S-Space College of Engineering/Engineering Practice School (공과대학/대학원) Dept. of Materials Science and Engineering (재료공학부) Theses (Ph.D. / Sc.D._재료공학부)
High-capacity layered oxides and organic compounds as cathode materials for lithium rechargeable batteries
고용량 층상구조 산화물 및 유기 화합물 리튬 이차전지 양극 소재에 관한 연구
- 공과대학 재료공학부
- Issue Date
- 서울대학교 대학원
- Lithium rechargeable batteries; cathode; layered; Li-excess; organic electrdoes; bio-inspired
- 학위논문 (박사)-- 서울대학교 대학원 : 재료공학부, 2015. 2. 강기석.
- Lithium rechargeable batteries power most portable electronic devices mainly due to their capability of offering the high energy density compared to other energy storage systems. Recently, the large-scale applications of lithium rechargeable batteries such as electric vehicles (EVs) and stationary power backups have moved in the center of interests coinciding with the large demands on the sustainable energy storage technologies. However, the currently available lithium rechargeable batteries are not sufficient for the large-scale applications in terms of the energy density, cost, life time, and safety. To address this issue, intensive scientific effects have been made in exploring new cathode materials that can substitute current cathode materials including LiCoO2 and LiFePO4.
Among various cathode materials reported so far, layered Li-excess transition metal oxides and organic compounds have received wide attention of the materials scientists due to their capability of reversibly storing and delivering large quantity of energy in the small weight of the compounds. Despite their high energy density, the energy storage mechanisms of the layered Li-excess nickel-manganese oxides and organic compounds are not clearly understood yet. The lack of understanding on the materials makes the origin of poor electrochemical performances such as power capability and cycle stability more ambiguous and limits their practical applications. In this respect, here, in-depth study is performed to understand the energy storage mechanisms of the high-capacity electrode materials by using the combination of experimental analyses and DFT calculations. Furthermore, the strategies to improve their battery performances are demonstrated.
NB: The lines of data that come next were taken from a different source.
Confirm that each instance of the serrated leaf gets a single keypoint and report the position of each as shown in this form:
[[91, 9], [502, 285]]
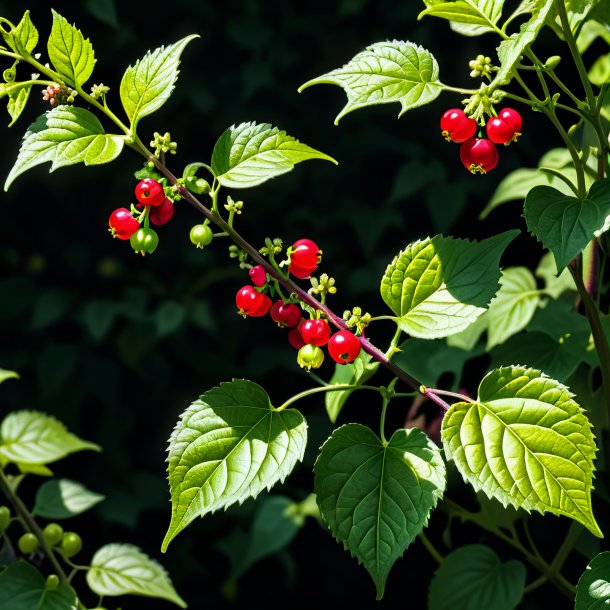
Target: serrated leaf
[[227, 447], [23, 587], [147, 85], [471, 576], [31, 437], [358, 372], [593, 589], [70, 52], [482, 13], [386, 72], [17, 100], [438, 286], [121, 569], [513, 306], [511, 49], [249, 154], [64, 136], [4, 375], [23, 38], [63, 498], [525, 442], [565, 224], [376, 496]]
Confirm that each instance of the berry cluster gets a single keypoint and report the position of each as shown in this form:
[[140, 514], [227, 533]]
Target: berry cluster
[[478, 154], [308, 336]]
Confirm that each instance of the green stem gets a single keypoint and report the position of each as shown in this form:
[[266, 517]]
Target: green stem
[[329, 388], [599, 337], [431, 548]]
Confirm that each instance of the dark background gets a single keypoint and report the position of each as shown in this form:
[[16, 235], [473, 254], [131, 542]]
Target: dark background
[[116, 345]]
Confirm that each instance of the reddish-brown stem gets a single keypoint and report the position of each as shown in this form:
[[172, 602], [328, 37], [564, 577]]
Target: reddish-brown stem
[[286, 282]]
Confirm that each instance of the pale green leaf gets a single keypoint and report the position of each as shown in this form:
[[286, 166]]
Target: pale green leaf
[[565, 224], [554, 285], [228, 446], [593, 589], [473, 575], [63, 498], [4, 375], [249, 154], [513, 306], [438, 286], [121, 569], [386, 72], [23, 38], [358, 372], [484, 14], [376, 496], [31, 437], [511, 49], [146, 86], [23, 587], [64, 136], [17, 100], [525, 442], [70, 52]]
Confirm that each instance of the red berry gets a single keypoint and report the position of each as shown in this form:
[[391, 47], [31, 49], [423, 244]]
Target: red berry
[[286, 315], [258, 275], [304, 258], [512, 118], [456, 126], [250, 302], [122, 224], [149, 192], [315, 332], [344, 347], [161, 214], [479, 155]]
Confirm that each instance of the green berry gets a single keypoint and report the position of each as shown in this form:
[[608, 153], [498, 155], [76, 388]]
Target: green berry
[[28, 543], [53, 533], [71, 544]]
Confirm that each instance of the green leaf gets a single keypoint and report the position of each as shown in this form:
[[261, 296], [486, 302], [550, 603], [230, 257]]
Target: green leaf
[[70, 52], [358, 372], [64, 136], [386, 72], [146, 86], [121, 569], [249, 154], [438, 286], [23, 38], [593, 589], [471, 576], [63, 498], [375, 495], [525, 442], [564, 224], [554, 285], [511, 49], [4, 375], [513, 307], [228, 446], [17, 100], [23, 587], [482, 13], [31, 437]]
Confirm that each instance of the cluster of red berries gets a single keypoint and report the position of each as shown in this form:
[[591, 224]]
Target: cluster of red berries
[[306, 335], [480, 155], [153, 206]]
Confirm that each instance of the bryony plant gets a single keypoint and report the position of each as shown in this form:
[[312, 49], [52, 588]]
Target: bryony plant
[[524, 440]]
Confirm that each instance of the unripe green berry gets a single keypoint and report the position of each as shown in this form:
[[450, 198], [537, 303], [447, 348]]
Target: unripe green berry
[[71, 544], [28, 543], [53, 533]]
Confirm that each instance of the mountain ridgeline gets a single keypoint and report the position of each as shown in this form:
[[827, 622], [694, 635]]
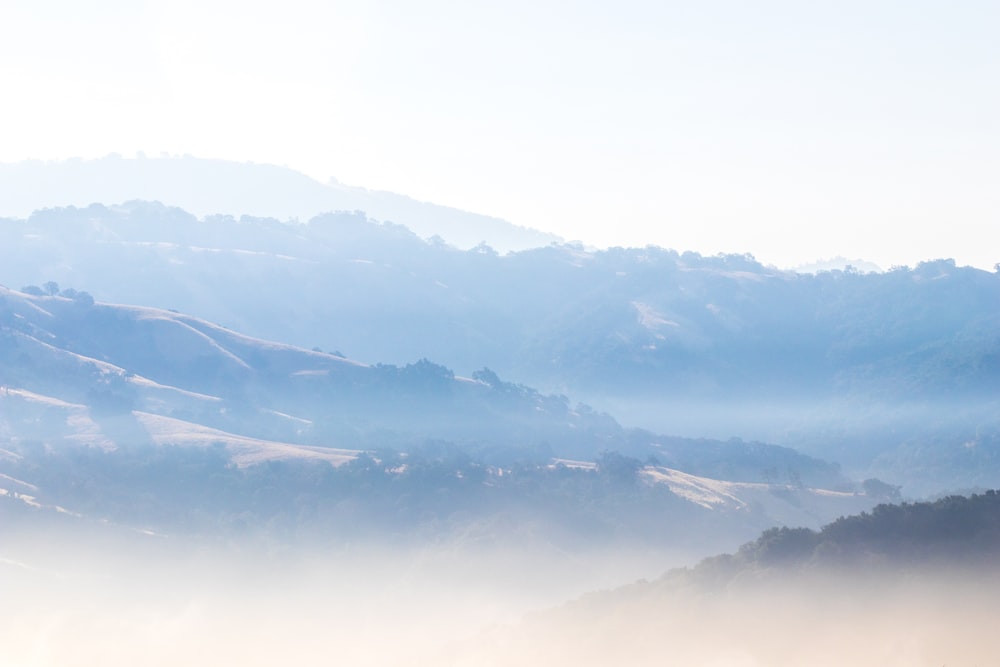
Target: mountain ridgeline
[[860, 368]]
The layered Li-excess transition metal oxides exhibit large capacity (~230 mAh g-1) which exceeds the amount of available redox couples in the pristine compounds when they are charged to high voltage beyond the plateau at 4.5~4.6 V accompanied with oxygen gas evolution. Moreover, this class of materials suffers gradual voltage decay during repeated electrochemical cycling. However, the detailed reactions of oxygen in the batteries after the first charge process and the origins of the voltage decay have not been clearly revealed. In this thesis, the role and effects of oxygen evolved from the layered Li-excess transition metal oxides during electrochemical cycling are proposed and the strategy to protect the surface of electrode materials from the acidic byproducts was briefly introduced. Furthermore, it is proposed that the compositional optimization of the Li-excess compounds effectively suppress the voltage decay increasing the energy storage efficiency.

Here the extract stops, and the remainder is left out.